Mice have been used for decades to study the role that genes play in a range of diseases. But precise data on variation in gene sequences of mice used in the past has remained elusive. Now, thanks to a group of computer scientists at the University of California, Los Angeles, an international effort to map mouse genetic variation in 17 commonly used strains of mice is nearly complete.
The study, which was led by groups from the Wellcome Trust Sanger Institute and the Wellcome Trust Centre for Human Genetics in Oxford, England, needed some innovative computational assistance to measure and catalogue the full set of variants for all 17 sequences — just the first task on the road to identifying the disease-causing variants. Fortunately, UCLA associate professor Eleazar Eskin had already developed the computational technique called imputation that makes variant predictions where a sequencer fails to do so.
"We were involved in this project due to our previous involvement in a large-scale sequencing study of mouse strains that was performed by Perlegen and the National Institute of Environmental Health Sciences," Eskin says. "All sequencing projects occasionally fail when trying to measure a variant. In the context of the Perlegen project, we developed an imputation, which predicts data that the sequencer was unable to collect. The idea behind imputation is that there is a lot of correlation in the genetic variation, and if a portion of it is missing, the correlation structure can be utilized to predict the missing data."

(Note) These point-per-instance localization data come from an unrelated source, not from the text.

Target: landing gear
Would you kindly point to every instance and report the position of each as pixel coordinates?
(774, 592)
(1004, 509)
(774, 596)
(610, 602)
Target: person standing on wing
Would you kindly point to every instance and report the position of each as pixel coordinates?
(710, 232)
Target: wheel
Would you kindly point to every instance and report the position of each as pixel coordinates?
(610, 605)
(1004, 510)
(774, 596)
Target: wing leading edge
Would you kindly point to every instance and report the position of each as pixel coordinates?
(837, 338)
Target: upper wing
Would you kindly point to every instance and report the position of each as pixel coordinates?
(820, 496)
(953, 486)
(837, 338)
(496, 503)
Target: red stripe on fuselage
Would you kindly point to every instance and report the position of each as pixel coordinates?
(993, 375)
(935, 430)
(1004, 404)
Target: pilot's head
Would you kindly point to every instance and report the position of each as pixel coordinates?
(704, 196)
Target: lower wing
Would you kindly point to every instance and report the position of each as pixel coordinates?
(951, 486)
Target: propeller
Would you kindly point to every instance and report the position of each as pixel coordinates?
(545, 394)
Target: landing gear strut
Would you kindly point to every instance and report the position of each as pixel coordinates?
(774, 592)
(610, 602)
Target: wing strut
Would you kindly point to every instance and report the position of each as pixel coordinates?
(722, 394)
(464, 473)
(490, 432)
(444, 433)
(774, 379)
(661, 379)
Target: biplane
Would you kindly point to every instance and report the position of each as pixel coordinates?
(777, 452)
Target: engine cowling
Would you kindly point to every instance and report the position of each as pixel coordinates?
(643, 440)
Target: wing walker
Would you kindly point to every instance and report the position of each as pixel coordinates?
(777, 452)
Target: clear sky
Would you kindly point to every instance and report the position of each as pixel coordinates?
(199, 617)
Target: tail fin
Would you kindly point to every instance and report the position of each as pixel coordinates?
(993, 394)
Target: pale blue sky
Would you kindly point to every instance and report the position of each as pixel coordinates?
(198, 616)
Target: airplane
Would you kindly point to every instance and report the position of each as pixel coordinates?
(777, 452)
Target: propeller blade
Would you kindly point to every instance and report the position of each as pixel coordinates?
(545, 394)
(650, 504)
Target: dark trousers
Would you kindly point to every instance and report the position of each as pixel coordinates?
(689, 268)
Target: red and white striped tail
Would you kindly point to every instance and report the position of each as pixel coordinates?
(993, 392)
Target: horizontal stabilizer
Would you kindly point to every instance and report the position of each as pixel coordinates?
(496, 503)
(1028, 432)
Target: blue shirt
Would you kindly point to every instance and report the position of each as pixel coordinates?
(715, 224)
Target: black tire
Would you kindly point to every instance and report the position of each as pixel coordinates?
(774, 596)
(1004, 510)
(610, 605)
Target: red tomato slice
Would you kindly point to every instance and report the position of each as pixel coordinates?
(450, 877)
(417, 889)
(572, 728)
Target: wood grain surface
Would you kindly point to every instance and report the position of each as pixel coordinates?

In a September Nature paper, the researchers report data confirming that mice have a complex and rich evolutionary history, and demonstrate how the new map can be used to identify allele-specific expression that describes the activity level of a specific gene.
"The study discovered a very large number of variants and the majority of the variants in the mouse strains," he says. "The main advantage of this resource is that it will finally allow us to connect traits to actual genetic variants that cause the differences. Because previously, it was only possible to connect a trait to region of the genome that contained the variant, but not the actual variant."